Frage an Norbert Barthle von Armin K. bezüglich Gesellschaftspolitik, soziale Gruppen
Sehr geehrter Herr Barthle,
die Auschwitzüberlebende Esther Bejarano und die Vereinigung der Verfolgten des Naziregimes – Bund der Antifaschistinnen und Antifaschisten (VVN-BdA) fordern, dass der 8. Mai ein bundesweiter Feiertag werden muss.
Aufgrund zunehmender gesellschaftlicher Polarisierung mit antisemistischen, rassistischen und ausländerfeindlichen Aktivitäten auf der einen Seite, halte ich es für ein starkes gesellschaftliches Signal, des Kriegsendes, den 8. Mai 1945, mit einem eigenen Feiertag zu gedenken. Es würde sicherlich für die andere Seite, Menschen mit demokratischen, sozialen und völkerverbindenden Einstellungen Ansporn sein. Ich möchte an die Worte des ehemaligen Bundespräsidenten Richard von Weizsäcker erinnern, der vom 8. Mai 1945 als einem Tag der Befreiung sprach.
Meine Frage an Sie lautet: welche konkreten Schritte haben Sie bereits unternommen oder planen Sie, damit der 8. Mai 2021 endlich ein bundesweiter Feiertag wird?
Mit freundlichen Grüßen
Armin Kolb
Sehr geehrter Herr Kolb,
vielen Dank für Ihre eMail und die Frage.
Ich bin nicht sicher, ob Deutschland wirklich einen weiteren Feiertag benötigt.
Der 8. Mai hat inzwischen auch für Deutschland einen hohen Stellenwert, nicht zuletzt die Rede des von Ihnen genannten Bundespräsidenten Dr. Richard von Weizsäcker zum 40. Jahrestag am 8.5.1985 hat maßgeblich dazu beigetragen.

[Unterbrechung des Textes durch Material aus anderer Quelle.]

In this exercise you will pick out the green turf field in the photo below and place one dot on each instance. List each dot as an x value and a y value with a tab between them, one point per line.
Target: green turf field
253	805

Allerdings gebe ich zu bedenken, daß dieses Datum nicht für alle Deutschen der „Tag der Befreiung“ war: Für die ehemaligen Bürger der DDR wurde eine menschenverachtende Diktatur durch eine andere ersetzt.
Für mich wäre die Einordnung als – auch bundesweiter – Gedenktag denkbar und angemessen; dabei kommt es auf die innere Haltung an. Einen Feiertag würden zu viele Mitbürger als „freier Tag“ übersetzen.
Hinsichtlich eines weiteren Feiertags dürfen wir auch die ökonomischen Folgen nicht außer Acht lassen: Die volkswirtschaftlichen Kosten belaufen sich auf mind. 10 Milliarden Euro. Angesichts der Belastungen durch die Corona-Pandemie steht eher die Streichung von Feiertagen auf der Tagesordnung als die Einführung neuer.